With the persistent rupiah weakness, more “rate hikes may be needed, with the next one possibly as early as this week,” Eugene Leow, a strategist at Singapore’s DBS Bank, wrote in a Monday note.

The central bank hiked interest rates by 25 basis points in its mid-May meeting — the first raise since November 2014. Central bankers were scheduled to convene again in June, but Bank Indonesia last Friday said an additional policy meeting would be held on May 30.

Perry Warjiyo, the newly minted governor of Bank Indonesia, said the additional meeting wasn’t an “emergency” but there’s a need to be ahead of the curve given that the Federal Reserve is scheduled to review its policy on June 12 and 13.

“The dynamics offshore happen so quickly and market perceptions are formed quickly that there is a tendency that some became irrational. These dynamics need to be responded to immediately to stabilize things,” Warjiyo said in a news conference on Monday.

Analysts, including those at Morgan Stanley, are expecting another 25 basis points increase in Indonesia’s interest rates this Wednesday. But some warned hiking rates again within such a short period may cripple the economy.

Australian lender ANZ Bank said Indonesia needs another two 25-basis-point hikes to support the rupiah. If the central bank does the adjustment in the next two meetings on May 30 and June 27-28, the country will have increased interest rates by 75 basis points in just six weeks.

“Such an aggressive hiking cycle would weigh on growth,” ANZ analysts wrote in a note on Monday, adding that a 100-basis-point increase in the policy rate could shave 0.2 to 0.4 percentage points off the country’s annual growth.

“As such, we expect more macro prudential measures to partially offset the negative impact on growth.
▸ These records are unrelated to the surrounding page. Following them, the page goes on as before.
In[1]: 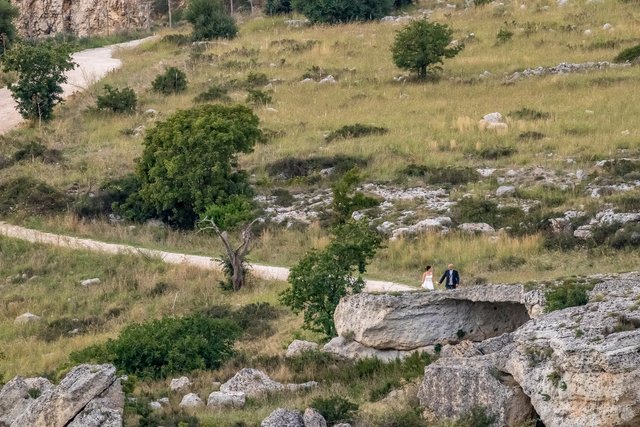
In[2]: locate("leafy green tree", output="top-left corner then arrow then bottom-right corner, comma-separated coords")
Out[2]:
280,220 -> 381,337
151,67 -> 187,95
293,0 -> 394,24
331,169 -> 378,224
0,0 -> 19,57
96,85 -> 138,113
118,105 -> 262,228
391,19 -> 464,79
3,43 -> 76,122
185,0 -> 238,40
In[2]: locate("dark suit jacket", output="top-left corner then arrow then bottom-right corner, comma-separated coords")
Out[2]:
438,270 -> 460,286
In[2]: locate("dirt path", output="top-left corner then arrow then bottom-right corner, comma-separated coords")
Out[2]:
0,37 -> 153,135
0,221 -> 416,292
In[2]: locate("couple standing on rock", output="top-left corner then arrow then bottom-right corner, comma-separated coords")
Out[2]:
422,264 -> 460,291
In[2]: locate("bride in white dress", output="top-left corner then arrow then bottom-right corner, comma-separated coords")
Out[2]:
422,265 -> 434,291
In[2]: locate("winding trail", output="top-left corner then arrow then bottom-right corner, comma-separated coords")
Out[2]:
0,36 -> 154,135
0,221 -> 416,292
0,37 -> 415,292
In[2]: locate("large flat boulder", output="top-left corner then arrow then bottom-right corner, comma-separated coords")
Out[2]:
11,365 -> 117,427
500,275 -> 640,427
418,356 -> 533,426
334,285 -> 544,351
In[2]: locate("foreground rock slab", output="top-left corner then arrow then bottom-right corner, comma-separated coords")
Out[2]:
0,365 -> 124,427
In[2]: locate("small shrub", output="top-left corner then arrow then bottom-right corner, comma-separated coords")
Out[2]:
311,396 -> 358,425
97,85 -> 138,113
262,0 -> 292,15
247,89 -> 273,107
151,67 -> 187,95
496,27 -> 513,44
325,123 -> 389,142
613,44 -> 640,62
161,34 -> 193,46
194,85 -> 231,102
454,406 -> 497,427
0,177 -> 67,215
544,282 -> 594,313
508,107 -> 551,120
400,164 -> 480,185
71,314 -> 240,378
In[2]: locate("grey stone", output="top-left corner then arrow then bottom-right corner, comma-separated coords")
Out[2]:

Already, the central bank is looking to relax the housing loan-to-value ratio,” the analysts said.

Indonesia, the largest economy in Southeast Asia, has already seen growth disappoint: Its economy missed analyst expectations by growing only 5.06 percent in the first quarter of the year. Higher interest rates make lending more expensive, which can lead to lower spending by businesses and consumers — a further dampener on growth.

— Reuters contributed to this report.